Thursday, January 26, 2012

LWG favors level expense

Asset Finance International, a European website focused on equipment lessors, is reporting that yesterday's Leases Working Group meeting produced a strong consensus in favor of providing a level expense profile for most leases, as is currently the case for operating leases. While one of the arguments of IASB and FASB board members against this has been that it would mean a different depreciation methodology from owned property, plant, & equipment (PPE), one working group member turned that argument on its head, arguing that this profile would be more appropriate for both leases and owned assets. Obviously, rewriting depreciation rules for owned PPE is out of topic bounds, but changing the rules for leases could be a first step to "start getting it right."

As mentioned in my previous post, the staff presented five alternatives for lease expense profiles. Most LWG members preferred "interest based amortization," which basically subtracts the normally calculated interest expense from what level total expense for that period would be (total expense is generally equal to all rent paid over the life of the lease, which is then equally apportioned over the lease life). For a lease with a single rent step, this would mean that the depreciation per rent payment period would be essentially the same as the principal paid, so asset and liability would be equal throughout the life of the lease. If a lease has multiple rent steps, the difference between asset and liability would be the same as the deferred rent liability currently recognized on leveled operating leases. (The staff document only talks about a simple lease with one rent step; I'm not aware of anyone else pointing out this congruence with current operating lease accounting for multiple rent steps.)

Level expense recognition would not be applied to all leases. The LWG favored defining the dividing line between that and current finance/capital lease expense recognition more or less at the same point that current operating and capital leases are divided: a transfer of control or the lessee's control of "substantially all the remaining benefits" of the leased asset. The wording would be made as consistent as possible with another draft accounting standard on Revenue Recognition.

Level expense recognition would make transition to the new system easier. If all current operating leases are assumed to qualify, there would be no hit either to the income statement or to equity. However, the transition rules would need to be rewritten to specify how the balance sheet should be set up.

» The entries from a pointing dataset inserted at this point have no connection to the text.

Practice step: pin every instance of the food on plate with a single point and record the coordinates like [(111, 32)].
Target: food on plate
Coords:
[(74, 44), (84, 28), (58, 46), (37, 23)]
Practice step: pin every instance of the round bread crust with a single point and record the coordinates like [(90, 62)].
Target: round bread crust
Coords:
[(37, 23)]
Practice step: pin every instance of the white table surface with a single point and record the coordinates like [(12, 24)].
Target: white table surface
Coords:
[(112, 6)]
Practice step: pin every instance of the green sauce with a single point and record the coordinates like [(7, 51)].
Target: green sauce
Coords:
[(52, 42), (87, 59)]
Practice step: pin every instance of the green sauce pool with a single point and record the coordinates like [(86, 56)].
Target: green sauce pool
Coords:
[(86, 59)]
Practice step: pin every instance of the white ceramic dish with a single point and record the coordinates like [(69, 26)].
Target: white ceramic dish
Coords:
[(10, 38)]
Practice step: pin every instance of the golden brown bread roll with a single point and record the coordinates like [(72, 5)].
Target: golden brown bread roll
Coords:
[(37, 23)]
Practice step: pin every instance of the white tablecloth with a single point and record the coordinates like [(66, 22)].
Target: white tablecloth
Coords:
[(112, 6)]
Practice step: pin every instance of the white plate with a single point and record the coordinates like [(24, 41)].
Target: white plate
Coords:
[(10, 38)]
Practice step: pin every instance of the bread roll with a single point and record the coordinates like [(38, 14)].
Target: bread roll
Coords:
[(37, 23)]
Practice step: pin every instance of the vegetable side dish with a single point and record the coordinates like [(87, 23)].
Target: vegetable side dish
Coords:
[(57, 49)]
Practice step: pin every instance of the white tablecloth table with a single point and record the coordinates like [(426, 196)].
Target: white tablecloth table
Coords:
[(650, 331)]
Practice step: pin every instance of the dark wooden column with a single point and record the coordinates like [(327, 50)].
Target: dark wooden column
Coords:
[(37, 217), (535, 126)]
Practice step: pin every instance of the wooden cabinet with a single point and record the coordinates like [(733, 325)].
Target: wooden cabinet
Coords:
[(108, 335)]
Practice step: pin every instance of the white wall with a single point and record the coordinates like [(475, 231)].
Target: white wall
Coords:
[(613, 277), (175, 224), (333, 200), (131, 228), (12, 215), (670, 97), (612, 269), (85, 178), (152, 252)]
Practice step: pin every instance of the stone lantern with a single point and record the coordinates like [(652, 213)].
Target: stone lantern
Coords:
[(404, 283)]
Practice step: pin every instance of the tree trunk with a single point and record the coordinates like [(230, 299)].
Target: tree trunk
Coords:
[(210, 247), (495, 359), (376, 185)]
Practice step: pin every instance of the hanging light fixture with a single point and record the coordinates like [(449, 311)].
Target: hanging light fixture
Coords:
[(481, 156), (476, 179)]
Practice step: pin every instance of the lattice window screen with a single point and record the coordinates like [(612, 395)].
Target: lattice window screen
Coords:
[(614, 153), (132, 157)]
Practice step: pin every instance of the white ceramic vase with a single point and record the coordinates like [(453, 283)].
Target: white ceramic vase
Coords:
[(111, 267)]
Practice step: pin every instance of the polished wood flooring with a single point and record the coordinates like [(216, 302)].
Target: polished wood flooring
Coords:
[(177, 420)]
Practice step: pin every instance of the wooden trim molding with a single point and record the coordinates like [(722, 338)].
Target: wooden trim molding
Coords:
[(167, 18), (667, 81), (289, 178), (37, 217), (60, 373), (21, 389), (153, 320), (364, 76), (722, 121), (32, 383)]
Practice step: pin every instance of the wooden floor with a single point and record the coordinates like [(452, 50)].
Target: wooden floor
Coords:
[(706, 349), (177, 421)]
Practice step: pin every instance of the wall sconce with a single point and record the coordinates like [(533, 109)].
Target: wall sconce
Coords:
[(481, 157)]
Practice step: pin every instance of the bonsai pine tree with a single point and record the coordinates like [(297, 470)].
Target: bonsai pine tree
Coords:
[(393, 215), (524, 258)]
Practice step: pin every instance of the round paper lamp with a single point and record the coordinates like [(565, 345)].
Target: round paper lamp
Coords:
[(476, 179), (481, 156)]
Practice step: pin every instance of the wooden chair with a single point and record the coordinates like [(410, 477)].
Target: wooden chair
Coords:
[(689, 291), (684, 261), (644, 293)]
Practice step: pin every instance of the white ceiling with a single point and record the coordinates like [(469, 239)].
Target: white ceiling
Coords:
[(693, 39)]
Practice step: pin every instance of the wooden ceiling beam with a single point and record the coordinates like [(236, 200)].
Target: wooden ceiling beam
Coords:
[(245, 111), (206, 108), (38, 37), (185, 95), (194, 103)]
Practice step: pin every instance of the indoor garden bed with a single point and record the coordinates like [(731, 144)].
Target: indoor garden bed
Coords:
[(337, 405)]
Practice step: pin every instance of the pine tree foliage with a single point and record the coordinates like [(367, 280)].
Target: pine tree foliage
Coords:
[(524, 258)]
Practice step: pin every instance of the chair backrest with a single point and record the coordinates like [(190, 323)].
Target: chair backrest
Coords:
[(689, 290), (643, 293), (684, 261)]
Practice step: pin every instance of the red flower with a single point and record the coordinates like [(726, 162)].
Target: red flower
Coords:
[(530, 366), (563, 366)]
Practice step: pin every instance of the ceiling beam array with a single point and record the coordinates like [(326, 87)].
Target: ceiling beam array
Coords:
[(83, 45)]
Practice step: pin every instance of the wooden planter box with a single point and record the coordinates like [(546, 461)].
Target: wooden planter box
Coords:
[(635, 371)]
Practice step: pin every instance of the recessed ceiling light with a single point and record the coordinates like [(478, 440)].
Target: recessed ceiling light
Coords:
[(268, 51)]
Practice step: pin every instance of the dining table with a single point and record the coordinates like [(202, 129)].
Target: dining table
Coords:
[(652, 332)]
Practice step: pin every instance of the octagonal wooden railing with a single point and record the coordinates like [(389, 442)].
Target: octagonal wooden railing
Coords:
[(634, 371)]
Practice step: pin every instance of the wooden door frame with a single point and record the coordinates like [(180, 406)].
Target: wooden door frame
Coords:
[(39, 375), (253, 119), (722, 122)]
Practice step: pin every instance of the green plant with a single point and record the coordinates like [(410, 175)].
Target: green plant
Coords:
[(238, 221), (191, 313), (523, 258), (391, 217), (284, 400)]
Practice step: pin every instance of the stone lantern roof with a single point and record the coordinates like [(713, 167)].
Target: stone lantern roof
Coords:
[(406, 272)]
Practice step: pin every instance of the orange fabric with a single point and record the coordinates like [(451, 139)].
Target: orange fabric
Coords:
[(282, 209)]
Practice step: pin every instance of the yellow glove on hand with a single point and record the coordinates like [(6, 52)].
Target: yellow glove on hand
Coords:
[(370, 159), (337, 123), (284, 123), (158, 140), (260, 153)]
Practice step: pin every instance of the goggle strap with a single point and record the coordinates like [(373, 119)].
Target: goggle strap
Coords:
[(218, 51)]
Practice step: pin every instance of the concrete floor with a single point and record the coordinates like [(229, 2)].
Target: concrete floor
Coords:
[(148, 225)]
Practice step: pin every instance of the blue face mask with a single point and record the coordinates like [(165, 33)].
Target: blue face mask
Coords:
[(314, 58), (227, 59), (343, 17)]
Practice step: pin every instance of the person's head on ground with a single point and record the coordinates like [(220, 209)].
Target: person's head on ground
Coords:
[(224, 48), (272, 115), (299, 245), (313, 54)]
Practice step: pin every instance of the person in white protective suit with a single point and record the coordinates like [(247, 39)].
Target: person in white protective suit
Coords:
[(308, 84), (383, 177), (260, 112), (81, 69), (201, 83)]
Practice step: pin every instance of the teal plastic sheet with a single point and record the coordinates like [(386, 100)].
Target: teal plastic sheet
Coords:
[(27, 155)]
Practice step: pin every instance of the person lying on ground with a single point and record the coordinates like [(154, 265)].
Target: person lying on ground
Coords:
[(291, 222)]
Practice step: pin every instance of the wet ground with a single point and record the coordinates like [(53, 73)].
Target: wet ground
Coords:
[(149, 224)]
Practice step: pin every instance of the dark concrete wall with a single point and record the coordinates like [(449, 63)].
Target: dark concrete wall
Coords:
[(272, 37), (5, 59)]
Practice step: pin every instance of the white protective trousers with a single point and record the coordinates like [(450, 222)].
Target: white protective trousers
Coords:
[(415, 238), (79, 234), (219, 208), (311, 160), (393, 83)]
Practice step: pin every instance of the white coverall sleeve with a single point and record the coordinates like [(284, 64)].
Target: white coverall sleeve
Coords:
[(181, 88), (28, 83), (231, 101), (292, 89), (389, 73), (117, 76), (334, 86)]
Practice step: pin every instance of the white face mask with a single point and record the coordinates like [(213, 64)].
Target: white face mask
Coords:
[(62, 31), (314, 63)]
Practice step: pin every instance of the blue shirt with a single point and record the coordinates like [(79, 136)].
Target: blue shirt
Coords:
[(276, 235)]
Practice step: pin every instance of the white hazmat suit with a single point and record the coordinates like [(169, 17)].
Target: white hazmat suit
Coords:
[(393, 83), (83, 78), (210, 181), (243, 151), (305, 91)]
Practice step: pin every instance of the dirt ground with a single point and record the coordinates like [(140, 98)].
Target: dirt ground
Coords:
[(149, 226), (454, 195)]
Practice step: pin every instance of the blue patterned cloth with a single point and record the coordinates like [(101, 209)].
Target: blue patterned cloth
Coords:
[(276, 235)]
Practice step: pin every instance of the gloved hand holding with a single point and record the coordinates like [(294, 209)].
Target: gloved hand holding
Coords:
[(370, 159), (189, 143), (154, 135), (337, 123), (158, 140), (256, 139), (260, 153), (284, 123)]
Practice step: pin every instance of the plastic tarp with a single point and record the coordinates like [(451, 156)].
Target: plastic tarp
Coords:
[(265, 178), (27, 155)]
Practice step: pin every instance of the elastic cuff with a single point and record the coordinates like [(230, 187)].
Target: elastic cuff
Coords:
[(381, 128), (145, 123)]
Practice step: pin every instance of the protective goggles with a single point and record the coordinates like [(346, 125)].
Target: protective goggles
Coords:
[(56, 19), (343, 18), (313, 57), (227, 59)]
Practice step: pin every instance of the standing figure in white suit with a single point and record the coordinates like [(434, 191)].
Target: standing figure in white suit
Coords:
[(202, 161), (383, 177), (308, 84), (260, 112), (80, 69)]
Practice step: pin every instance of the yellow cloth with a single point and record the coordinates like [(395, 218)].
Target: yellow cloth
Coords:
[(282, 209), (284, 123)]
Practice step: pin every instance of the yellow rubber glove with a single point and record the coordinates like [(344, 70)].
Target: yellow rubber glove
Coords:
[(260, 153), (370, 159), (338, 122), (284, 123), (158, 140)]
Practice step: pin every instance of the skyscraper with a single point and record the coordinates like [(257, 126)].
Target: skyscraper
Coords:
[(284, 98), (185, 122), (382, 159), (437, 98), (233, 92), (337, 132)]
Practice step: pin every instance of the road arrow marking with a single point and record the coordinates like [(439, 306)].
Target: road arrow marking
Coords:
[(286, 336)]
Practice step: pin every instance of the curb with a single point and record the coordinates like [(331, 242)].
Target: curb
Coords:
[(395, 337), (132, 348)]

The next joint boards meeting is at the end of February, at which the expense profile will be on the agenda. Asset Finance International thinks that the new exposure draft can't come out before May even if the boards don't change the expense profile. If they do, it would likely take a few more months as they review the consequential changes to other parts of the standard. Add a four-month comment period and then time for the boards to redeliberate, and it's likely to be Q4 2012 or even 2013 before the final standard is finally released.

Monday, January 23, 2012

Leases Working Group meeting on expense profile

As previously noted, the FASB & IASB are reviewing whether a different expense profile would be appropriate for capitalized leases under the new proposed lease accounting standard. The current plan is for the same profile as for existing capital leases, which has more expense in the early months/years of a lease than at the end, because interest is recognized on the remaining principal balance, which declines over the life of the lease, while depreciation is normally recognized straight-line.

There is no joint FASB/IASB board meeting this month. However, tomorrow (Jan. 24) the Leases Working Group will meet with members of the boards. The LWG is a group of individuals from business, academia, and accounting firms who have an interest/specialty in lease accounting, who meet occasionally to provide feedback to the boards. Tomorrow's meeting will be primarily focused on the issue of the expense profile on lessee leases. Meeting papers are available here.

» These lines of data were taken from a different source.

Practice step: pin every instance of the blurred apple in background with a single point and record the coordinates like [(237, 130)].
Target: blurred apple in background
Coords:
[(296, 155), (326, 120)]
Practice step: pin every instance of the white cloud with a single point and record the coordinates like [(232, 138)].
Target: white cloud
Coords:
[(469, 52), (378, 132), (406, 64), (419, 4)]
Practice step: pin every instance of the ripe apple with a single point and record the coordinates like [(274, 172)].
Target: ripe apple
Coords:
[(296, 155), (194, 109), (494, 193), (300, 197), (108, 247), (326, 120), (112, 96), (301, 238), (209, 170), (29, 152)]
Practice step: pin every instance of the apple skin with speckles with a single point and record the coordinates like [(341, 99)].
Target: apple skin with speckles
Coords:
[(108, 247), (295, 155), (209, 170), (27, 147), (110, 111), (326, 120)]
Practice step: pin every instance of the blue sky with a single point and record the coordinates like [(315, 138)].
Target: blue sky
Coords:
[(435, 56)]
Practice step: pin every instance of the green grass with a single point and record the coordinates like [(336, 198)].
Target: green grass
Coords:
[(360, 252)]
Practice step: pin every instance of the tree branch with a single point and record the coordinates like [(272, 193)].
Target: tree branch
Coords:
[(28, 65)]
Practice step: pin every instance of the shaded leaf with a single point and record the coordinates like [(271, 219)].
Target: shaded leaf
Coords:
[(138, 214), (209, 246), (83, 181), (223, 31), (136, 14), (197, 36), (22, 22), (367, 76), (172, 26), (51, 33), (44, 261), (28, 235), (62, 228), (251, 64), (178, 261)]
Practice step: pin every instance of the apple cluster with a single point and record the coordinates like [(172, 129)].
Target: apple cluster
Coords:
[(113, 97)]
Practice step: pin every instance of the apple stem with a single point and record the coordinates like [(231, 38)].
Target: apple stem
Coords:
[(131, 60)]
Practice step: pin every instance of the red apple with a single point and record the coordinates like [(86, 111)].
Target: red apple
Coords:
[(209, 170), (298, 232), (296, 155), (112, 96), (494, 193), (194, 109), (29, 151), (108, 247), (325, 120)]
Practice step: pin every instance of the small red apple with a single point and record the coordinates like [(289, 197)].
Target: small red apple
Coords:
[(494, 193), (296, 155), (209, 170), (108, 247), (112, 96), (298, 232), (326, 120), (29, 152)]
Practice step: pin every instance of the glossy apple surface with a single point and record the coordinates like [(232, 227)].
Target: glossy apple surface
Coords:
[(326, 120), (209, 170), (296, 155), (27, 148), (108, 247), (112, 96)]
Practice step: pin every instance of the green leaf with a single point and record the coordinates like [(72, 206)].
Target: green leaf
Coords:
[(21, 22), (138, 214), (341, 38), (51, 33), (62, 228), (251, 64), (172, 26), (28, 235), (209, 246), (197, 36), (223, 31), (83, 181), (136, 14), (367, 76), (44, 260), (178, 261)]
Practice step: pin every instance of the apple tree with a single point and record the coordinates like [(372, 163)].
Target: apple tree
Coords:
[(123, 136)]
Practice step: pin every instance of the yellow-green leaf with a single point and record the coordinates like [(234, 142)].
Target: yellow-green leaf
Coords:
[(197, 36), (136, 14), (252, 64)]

The boards' staffs have identified five alternatives for expense recognition:

(A) current approach
(B) modified interest-based amortization for the ROU (right of use) asset
(C) modified whole-asset
(D) use "other comprehensive income" to level the expense recognition
(E) allow current operating lease accounting for more leases

A brief description of each:

(A) As with current capital leases, interest expense is recognized on the outstanding liability (the "interest method") and depreciation is normally straight-line (officially, "reflecting the pattern of consumption of expected future economic benefits from use of the leased asset")

(B) Interest expense is the same; amortization is such that the interest plus amortization is equal for each reporting period. (For a lease with equal rent paid over its life, amortization each period would be equal to the reduction in principal.)

(C) Interest expense is the same; amortization is calculated by determining the net asset. The initial net asset is the fair value of the leased asset minus the present value of the expected residual value. The asset is depreciated and the residual value accreted over the life of the lease so that at expiration the two are equal.

(D) Interest and amortization are calculated like (A). Then the difference between that and the straight-line value is recognized in OCI (over the life of the lease, the OCI activity will net to zero).

(E) Current straight-line operating lease accounting would be used, with no ROU asset or lease liability recognized (though there would be a potential asset/liability for prepaid/accrued rent).

In addition to the question of whether any of the alternatives to (A) is preferable, there is the question of whether they should apply to all leases, or just a subset; if the latter, how should the target set be identified?

The working papers identify advantages and disadvantages to each approach, and show examples for simple equipment and land leases. (Some of them get much trickier to calculate with leases that have scheduled changes to the rent; no such examples are provided.)

The LWG will also discuss issues of investment property for lessors.

The boards will have their next joint meeting Feb. 27-29, and will presumably review these topics at that time.